John Griessen
2017-May-09 23:24 UTC
tinc to create VPN between cluster nodes (at different datacenters) for High Availability
I've not really dug into testing tinc yet, but if you all will humor me in an uneducated blast of questions, I'd appreciate it. What can you do to keep tinc going if your high availability comes from cluster nodes being dispensable? Can tinc run on the cluster nodes? That seems like chicken/egg problem though to get tinc server installed and cluster nodes brought up... If tinc needs to be providing gateways separately from the cluster nodes, how do you make tinc high available? Install tinc on more than one simple VPS nodes? Would this scenario always require your hosting provider to offer a kind of private network?
Guus Sliepen
2017-May-10 17:54 UTC
tinc to create VPN between cluster nodes (at different datacenters) for High Availability
On Tue, May 09, 2017 at 06:24:55PM -0500, John Griessen wrote:> I've not really dug into testing tinc yet, but if you all will humor me in an uneducated blast of questions, > I'd appreciate it. > > What can you do to keep tinc going if your high availability comes from cluster nodes being dispensable? > Can tinc run on the cluster nodes? > That seems like chicken/egg problem though to get tinc server installed and cluster nodes brought up... > If tinc needs to be providing gateways separately from the cluster nodes, how do you make tinc high available? > Install tinc on more than one simple VPS nodes? > Would this scenario always require your hosting provider to offer a kind of private network?There are two ways to do high-availability with tinc. Assuming you want to have multiple distinct "exit nodes" on the VPN (that provide a default gateway for other nodes), then just assign Subnet = 0.0.0.0/0 to each of the exit nodes. The other nodes will then choose one of those that is online. So if they are using one that goes offline, they will switch to another one. The other way is to set up the exit nodes identically (same Name, same public/private key), but as I already mentioned in the response to Bright Zao's question, only one of them should ever be up at the same time. Depending on your setup, you might be able to use an external high-availability solution to ensure that.
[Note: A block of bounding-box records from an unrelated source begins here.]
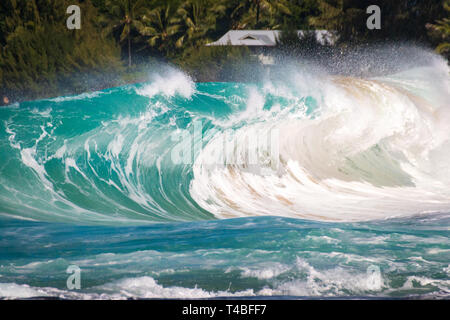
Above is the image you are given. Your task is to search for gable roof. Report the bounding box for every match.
[206,30,335,47]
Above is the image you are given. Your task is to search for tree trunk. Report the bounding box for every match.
[128,32,131,68]
[256,0,260,24]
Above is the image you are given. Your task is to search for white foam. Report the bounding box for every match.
[136,69,195,98]
[190,65,450,221]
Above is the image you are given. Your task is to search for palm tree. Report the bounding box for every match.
[177,0,221,46]
[426,0,450,58]
[139,3,183,56]
[231,0,291,28]
[104,0,145,67]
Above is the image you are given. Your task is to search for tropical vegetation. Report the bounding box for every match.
[0,0,450,100]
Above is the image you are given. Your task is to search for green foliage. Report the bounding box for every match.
[0,0,121,99]
[0,0,450,100]
[427,0,450,59]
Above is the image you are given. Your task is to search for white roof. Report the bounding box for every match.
[206,30,335,47]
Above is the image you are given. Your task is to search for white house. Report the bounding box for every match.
[206,30,336,47]
[206,30,336,65]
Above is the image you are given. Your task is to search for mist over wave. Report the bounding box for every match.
[0,49,450,224]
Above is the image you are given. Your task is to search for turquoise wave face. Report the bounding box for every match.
[0,64,450,298]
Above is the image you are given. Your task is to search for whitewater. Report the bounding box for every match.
[0,48,450,299]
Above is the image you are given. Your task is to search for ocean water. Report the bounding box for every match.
[0,57,450,299]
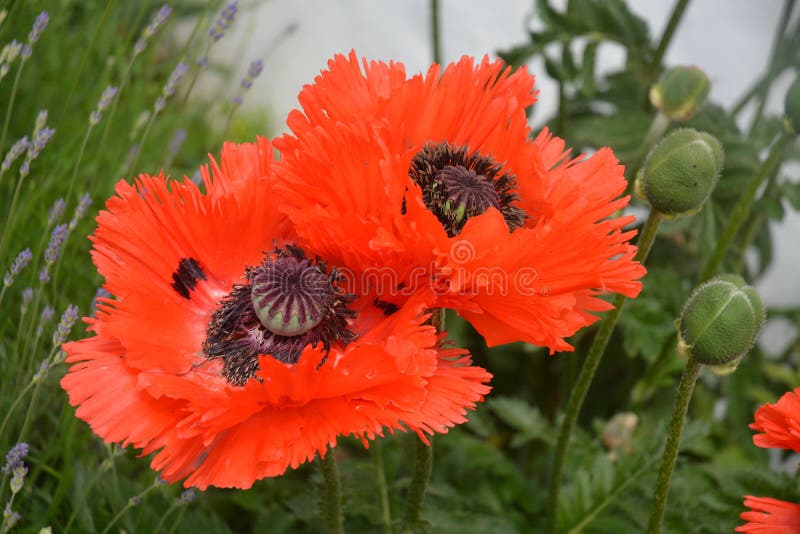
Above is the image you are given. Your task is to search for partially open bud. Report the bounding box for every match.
[636,128,725,216]
[650,67,711,121]
[678,274,764,374]
[784,76,800,134]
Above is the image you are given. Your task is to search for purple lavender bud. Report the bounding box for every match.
[168,128,186,156]
[39,306,56,325]
[3,441,30,475]
[133,38,147,56]
[44,224,68,265]
[47,198,67,227]
[0,135,30,172]
[33,358,50,382]
[133,4,172,56]
[242,59,264,89]
[28,11,50,44]
[53,304,78,346]
[10,464,28,494]
[27,126,56,161]
[69,193,92,231]
[89,85,119,126]
[208,0,239,42]
[162,61,189,98]
[3,501,22,530]
[3,248,33,287]
[33,109,47,130]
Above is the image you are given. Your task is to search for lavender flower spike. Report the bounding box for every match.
[44,224,68,265]
[3,248,33,287]
[3,442,29,475]
[47,198,67,227]
[0,135,30,172]
[208,0,239,42]
[89,85,119,126]
[22,11,50,60]
[53,304,78,346]
[28,11,50,44]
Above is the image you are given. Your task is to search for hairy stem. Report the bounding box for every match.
[548,210,662,532]
[319,449,344,533]
[647,358,702,534]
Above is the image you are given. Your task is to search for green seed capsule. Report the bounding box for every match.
[678,275,764,368]
[637,128,724,216]
[650,67,711,121]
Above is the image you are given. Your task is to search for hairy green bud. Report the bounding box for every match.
[784,76,800,134]
[678,274,764,368]
[650,67,711,121]
[636,128,725,216]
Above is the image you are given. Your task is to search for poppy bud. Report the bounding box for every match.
[637,128,725,216]
[650,67,711,121]
[678,274,764,368]
[784,76,800,134]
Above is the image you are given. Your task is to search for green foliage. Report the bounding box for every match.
[0,0,800,534]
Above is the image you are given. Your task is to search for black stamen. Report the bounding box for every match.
[401,143,527,237]
[170,258,207,300]
[203,245,356,386]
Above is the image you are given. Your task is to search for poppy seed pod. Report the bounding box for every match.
[637,128,724,216]
[678,275,764,368]
[784,76,800,134]
[650,67,711,121]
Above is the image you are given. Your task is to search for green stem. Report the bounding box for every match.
[652,0,689,73]
[647,358,702,534]
[319,448,344,533]
[548,210,662,532]
[0,57,26,185]
[698,132,795,283]
[403,437,433,533]
[372,441,392,534]
[428,0,442,64]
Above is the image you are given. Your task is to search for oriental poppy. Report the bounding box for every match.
[275,53,645,352]
[62,139,490,488]
[736,495,800,534]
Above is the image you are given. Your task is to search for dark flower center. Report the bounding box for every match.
[203,245,356,386]
[404,143,526,237]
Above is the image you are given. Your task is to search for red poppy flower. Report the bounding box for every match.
[736,495,800,534]
[750,388,800,452]
[275,53,645,352]
[62,139,491,488]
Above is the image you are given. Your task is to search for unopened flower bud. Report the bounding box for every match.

The other nodes then just see one exit node, but you specify multiple Address statements for it (one for each physical exit node). Tinc will try each address in turn until it finds a working one. If the node it's connected to goes down, it will try another address to reconnect. So yes, it can be done by just running tinc on your cluster nodes. -- Met vriendelijke groet / with kind regards, Guus Sliepen <guus at tinc-vpn.org> -------------- next part -------------- A non-text attachment was scrubbed... Name: signature.asc Type: application/pgp-signature Size: 819 bytes Desc: Digital signature URL: <http://www.tinc-vpn.org/pipermail/tinc/attachments/20170510/f037d8a1/attachment.sig>
John Griessen
2017-May-11 07:05 UTC
tinc to create VPN between cluster nodes (at different datacenters) for High Availability
On 05/10/2017 12:54 PM, Guus Sliepen wrote:> There are two ways to do high-availability with tinc. Assuming you want > to have multiple distinct "exit nodes" on the VPN (that provide a > default gateway for other nodes), then just assign Subnet = 0.0.0.0/0 to > each of the exit nodes. The other nodes will then choose one of those > that is online. So if they are using one that goes offline, they will > switch to another one.Thanks, I will read more and study how to do that with coreOS. I suppose the first thing a node needs to be doing as it comes up is starting a firewall, since a usual virtual server is open to the internet. Then start tinc in a container with a setup to connect with other nodes that are setup to be in the same VPN. Or will it be necessary to rent virtual servers that come with an internal private network provided by the hosting company, as well as IP addresses for the open internet?